De cette vie de semi-professionnel, Nicolas conserve l’amour du surf, l’attrait de l’ailleurs et un certain sens du business. Il est aujourd’hui consultant marketing et commercial « action sport » dans le surf, le skate et le snow. Il aide des entreprises de glisse étrangères à s’implanter en France et en Europe. Il est aujourd’hui sous contrat avec Lightning bolt (Hawai) et Arbor (USA), et travaille avec Jean-Pierre Starck au développement de Pheno (France).

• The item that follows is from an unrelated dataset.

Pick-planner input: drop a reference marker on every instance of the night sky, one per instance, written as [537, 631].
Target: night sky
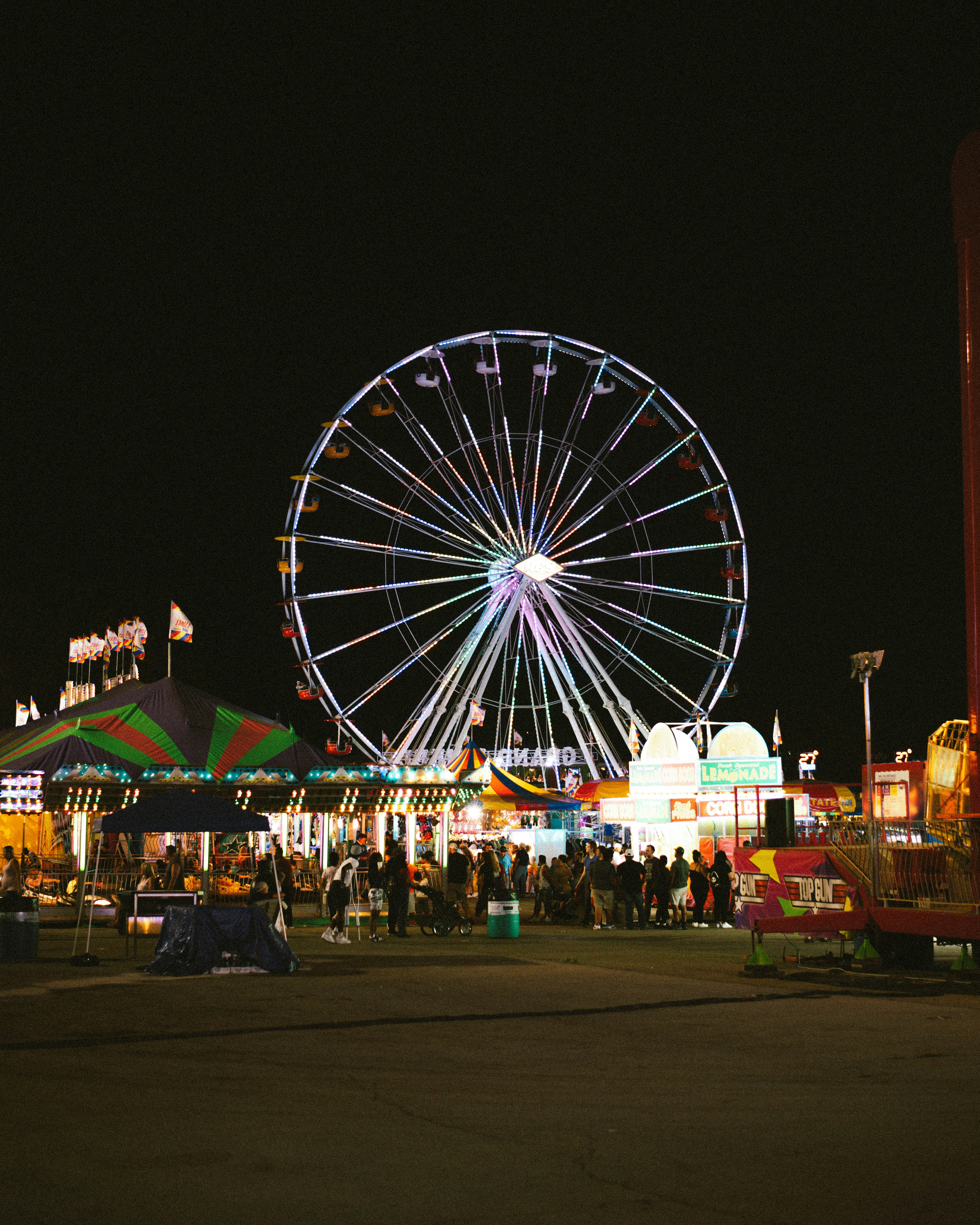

Installé à quelques encablures de l’océan, il se rend à l’eau dès que possible. Et prend un plaisir non dissimulé à transmettre sa passion à ses deux enfants. « C’est d’ailleurs pour eux aussi que j’aime à participer de ce type de manifestations. Faire du bruit autour d’événements qui donnent à protéger notre environnement, à prendre conscience de l’état de l’océan, des gestes qu’il convient de faire pour le protéger. »
À ses enfants, il inculque le respect de ce lieu magique, le plaisir de vivre des passions liés à cet univers pourtant fragile. « Je crois beaucoup dans la transmission aux enfants de valeurs qui manquent peut-être à des générations plus âgées. Si eux comprennent les gestes d’entrée, ils les reproduiront plus tard naturellement. C’est à ça qu’il faut œuvrer. »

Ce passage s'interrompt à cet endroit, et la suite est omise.